Il tema raccapricciante di questo focus è un dramma invisibile e difficile da monitorare, prevenire e combattere. Ma è necessario, è doveroso dichiarare guerra alla guerra, alla violenza, agli stupri che devastando le donne annientano etnie, società, generazioni, popolazioni.
Molti continuano a chiamarla semplicemente ‘violenza sessuale’. Lo stupro nelle aree di conflitto è un’arma di guerra, è qualcosa di diverso.
Lo stupro viene considerato, da sempre, un ‘premio’ per i vincitori, un’ulteriore umiliazione per i vinti. E’ una barbara forma di pulizia etnica finalizzata a cancellare la progenie dei propri nemici, un atto di crudeltà per neofiti spinti a dimostrare la loro spietata crudeltà davanti ai loro ‘capi’. Lo stupro può anche rappresentare un’arma di ricatto per chi esprime opinioni politiche diverse da quella imposta.

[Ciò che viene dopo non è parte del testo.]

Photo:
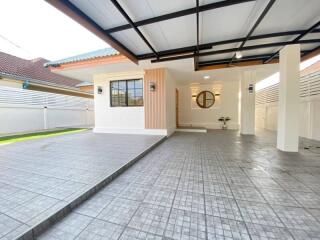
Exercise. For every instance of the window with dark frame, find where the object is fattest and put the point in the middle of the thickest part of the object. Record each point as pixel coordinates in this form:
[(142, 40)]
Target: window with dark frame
[(126, 93)]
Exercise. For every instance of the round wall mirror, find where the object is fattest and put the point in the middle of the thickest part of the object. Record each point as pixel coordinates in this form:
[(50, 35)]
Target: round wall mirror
[(205, 99)]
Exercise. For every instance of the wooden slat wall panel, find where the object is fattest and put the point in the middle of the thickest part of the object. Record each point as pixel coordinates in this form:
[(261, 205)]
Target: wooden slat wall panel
[(155, 102)]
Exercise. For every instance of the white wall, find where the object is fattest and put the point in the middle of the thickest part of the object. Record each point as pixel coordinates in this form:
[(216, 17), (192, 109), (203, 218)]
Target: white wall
[(170, 103), (24, 111), (26, 118), (226, 105), (116, 119), (5, 82), (309, 117)]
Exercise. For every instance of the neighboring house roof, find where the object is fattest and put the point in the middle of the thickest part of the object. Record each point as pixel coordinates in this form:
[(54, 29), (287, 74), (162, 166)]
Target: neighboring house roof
[(105, 52), (84, 84), (311, 69), (33, 71)]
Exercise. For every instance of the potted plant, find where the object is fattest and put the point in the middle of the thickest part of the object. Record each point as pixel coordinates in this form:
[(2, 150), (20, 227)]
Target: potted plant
[(224, 120)]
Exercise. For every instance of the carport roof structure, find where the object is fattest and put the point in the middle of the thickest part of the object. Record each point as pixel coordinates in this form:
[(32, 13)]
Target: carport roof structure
[(210, 31)]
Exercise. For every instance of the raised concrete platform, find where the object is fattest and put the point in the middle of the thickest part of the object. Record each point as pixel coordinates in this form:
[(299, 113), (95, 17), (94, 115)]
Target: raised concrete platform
[(43, 180), (219, 185)]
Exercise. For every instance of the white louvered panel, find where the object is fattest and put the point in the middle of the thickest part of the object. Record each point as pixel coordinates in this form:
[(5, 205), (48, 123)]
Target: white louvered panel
[(309, 86), (28, 97)]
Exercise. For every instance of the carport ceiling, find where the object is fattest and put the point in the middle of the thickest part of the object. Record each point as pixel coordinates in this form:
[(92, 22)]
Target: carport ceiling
[(210, 31)]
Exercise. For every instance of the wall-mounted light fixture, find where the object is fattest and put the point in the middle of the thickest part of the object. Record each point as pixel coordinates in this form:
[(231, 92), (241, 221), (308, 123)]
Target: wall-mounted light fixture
[(99, 90), (152, 86), (250, 88), (25, 84), (238, 55)]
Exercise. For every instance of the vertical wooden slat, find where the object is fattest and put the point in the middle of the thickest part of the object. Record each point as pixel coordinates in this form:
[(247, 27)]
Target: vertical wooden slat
[(154, 101)]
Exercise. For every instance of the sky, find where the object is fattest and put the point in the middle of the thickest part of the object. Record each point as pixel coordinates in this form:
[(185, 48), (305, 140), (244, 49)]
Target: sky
[(32, 28)]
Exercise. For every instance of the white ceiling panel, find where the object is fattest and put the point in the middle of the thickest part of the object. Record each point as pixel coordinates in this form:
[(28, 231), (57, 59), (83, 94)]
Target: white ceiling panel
[(155, 34), (225, 23), (132, 41), (143, 9), (309, 46), (312, 36), (101, 11), (270, 40), (179, 32), (288, 15)]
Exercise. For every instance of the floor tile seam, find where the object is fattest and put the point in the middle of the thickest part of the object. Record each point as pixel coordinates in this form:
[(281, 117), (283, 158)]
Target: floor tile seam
[(245, 224), (22, 204), (22, 170), (96, 218), (140, 204), (169, 215), (302, 207), (273, 210), (204, 200), (277, 181), (123, 168), (40, 194), (21, 224)]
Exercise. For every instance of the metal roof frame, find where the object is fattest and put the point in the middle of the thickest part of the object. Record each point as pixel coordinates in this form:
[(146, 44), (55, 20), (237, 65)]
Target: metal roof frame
[(196, 50)]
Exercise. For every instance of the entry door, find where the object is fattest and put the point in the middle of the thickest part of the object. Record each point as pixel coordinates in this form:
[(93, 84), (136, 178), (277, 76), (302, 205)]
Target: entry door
[(177, 107)]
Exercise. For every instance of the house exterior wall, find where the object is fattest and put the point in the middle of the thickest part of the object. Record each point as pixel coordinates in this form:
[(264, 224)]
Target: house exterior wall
[(308, 107), (155, 101), (309, 117), (116, 119), (170, 103), (226, 105), (86, 88)]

In ogni caso, è una punizione, un modo per mortificare ed annientare il corpo e la mente della vittima di abuso. Non nasce dal mero istinto sessuale come spesso si crede. E’ un’arma di guerra da usare per schiacciare la testa ai nemici, ai vinti.

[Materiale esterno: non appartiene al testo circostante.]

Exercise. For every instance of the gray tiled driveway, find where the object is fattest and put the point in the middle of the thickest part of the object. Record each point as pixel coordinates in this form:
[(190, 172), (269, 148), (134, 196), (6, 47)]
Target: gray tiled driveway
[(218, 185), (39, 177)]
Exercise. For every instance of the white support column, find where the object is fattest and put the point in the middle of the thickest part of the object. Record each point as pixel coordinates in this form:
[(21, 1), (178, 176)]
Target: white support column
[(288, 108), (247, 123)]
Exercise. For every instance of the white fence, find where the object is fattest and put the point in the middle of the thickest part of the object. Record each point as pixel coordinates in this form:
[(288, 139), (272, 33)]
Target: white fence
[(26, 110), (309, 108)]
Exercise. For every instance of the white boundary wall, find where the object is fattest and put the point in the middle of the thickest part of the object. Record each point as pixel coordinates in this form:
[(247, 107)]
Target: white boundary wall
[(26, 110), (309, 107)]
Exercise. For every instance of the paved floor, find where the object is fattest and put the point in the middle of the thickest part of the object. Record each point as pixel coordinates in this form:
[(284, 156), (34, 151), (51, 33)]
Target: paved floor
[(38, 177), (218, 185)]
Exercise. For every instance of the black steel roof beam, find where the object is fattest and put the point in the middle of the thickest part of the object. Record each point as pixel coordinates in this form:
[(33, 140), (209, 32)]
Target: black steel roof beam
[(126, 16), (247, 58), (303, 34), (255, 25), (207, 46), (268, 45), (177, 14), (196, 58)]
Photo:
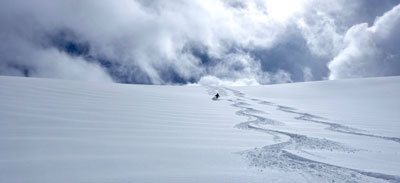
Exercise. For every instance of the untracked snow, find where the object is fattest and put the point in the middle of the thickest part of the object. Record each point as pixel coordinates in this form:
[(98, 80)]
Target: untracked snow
[(331, 131)]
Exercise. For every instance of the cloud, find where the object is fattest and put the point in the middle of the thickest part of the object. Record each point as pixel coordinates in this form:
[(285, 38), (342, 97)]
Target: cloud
[(164, 42), (370, 51)]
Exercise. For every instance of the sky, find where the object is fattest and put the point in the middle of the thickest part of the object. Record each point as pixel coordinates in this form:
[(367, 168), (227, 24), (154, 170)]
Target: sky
[(239, 42)]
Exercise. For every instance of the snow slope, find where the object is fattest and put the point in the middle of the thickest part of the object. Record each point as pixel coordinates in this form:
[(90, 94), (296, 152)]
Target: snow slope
[(66, 131)]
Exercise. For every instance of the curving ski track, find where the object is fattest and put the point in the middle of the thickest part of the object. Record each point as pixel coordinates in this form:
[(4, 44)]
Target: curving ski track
[(279, 157)]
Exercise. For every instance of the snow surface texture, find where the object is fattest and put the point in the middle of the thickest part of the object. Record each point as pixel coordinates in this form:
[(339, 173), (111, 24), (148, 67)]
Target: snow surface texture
[(65, 131)]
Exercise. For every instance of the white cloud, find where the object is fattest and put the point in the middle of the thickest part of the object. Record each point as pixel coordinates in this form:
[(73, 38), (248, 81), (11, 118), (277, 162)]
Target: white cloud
[(370, 51), (155, 41)]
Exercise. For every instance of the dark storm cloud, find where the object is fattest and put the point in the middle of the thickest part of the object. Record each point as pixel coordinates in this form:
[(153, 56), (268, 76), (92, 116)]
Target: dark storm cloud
[(166, 42)]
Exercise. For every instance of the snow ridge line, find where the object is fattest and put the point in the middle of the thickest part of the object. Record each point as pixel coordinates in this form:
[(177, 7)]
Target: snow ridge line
[(278, 157), (332, 126)]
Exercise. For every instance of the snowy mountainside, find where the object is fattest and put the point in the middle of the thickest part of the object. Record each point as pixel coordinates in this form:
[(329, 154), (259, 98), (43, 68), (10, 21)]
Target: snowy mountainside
[(331, 131)]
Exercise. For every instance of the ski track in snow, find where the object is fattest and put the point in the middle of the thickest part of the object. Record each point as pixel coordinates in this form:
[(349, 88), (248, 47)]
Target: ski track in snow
[(278, 156)]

Lo stupro nelle aree di conflitto colpisce soprattutto le donne in quanto è strettamente collegato alla discriminazione di genere. Se in tempi di pace la discriminazione di genere non si riesce a sradicare nelle società cosiddette civili, figuriamoci nelle aree di conflitto.
GIORNATA MONDIALE PER L’ELIMINAZIONE DELLA VIOLENZA SESSUALE NEI CONFLITTI: I PAESI PIÙ MARTORIATI
Schiavitù sessuale, gravidanze forzate, tratta e sfruttamento, stupri etnici contro donne e bambine sottoposte ad una brutalità inaudita, orrori messi in atto anche per colpire i gruppi religiosi più vulnerabili. E’ la spietata e vigliacca arma di guerra che esiste da sempre, da secoli, millenni.
Nei conflitti armati, le donne vengono stuprate e uccise oppure rese schiave.
Diversi rapporti pubblicati dall’ONU documentano l’uso della violenza sessuale come arma di guerra. Stupri e omicidi di massa di ragazze e donne in Ruanda e nella Repubblica democratica del Congo, donne yazidi in Iraq abusate e gettate nelle fosse comuni.
Di recente, preoccupano i casi eclatanti di violenza sessuale nelle aree di conflitto in Mozambico e in Etiopia.
Nella regione del Tigray in Etiopia, fame e stupri vengono sfruttati come armi di guerra. Donne e ragazze vengono prese di mira dalle milizie etiopi ed eritree per impedire la nascita di bambini. I casi di violenza in questa regione aumentano ogni giorno come confermano gli operatori sanitari e umanitari.
In Mozambico, le reclute subiscono aggressioni sessuali dai loro istruttori nel centro di formazione della Polizia di Matalane, mentre le detenute sono costrette a prostituirsi dal personale penitenziario.
Altre zone martoriate da violenza e povertà sono il Sud Sudan, alcune aree dell’Afghanistan e nell’est della già citata Repubblica Democratica del Congo.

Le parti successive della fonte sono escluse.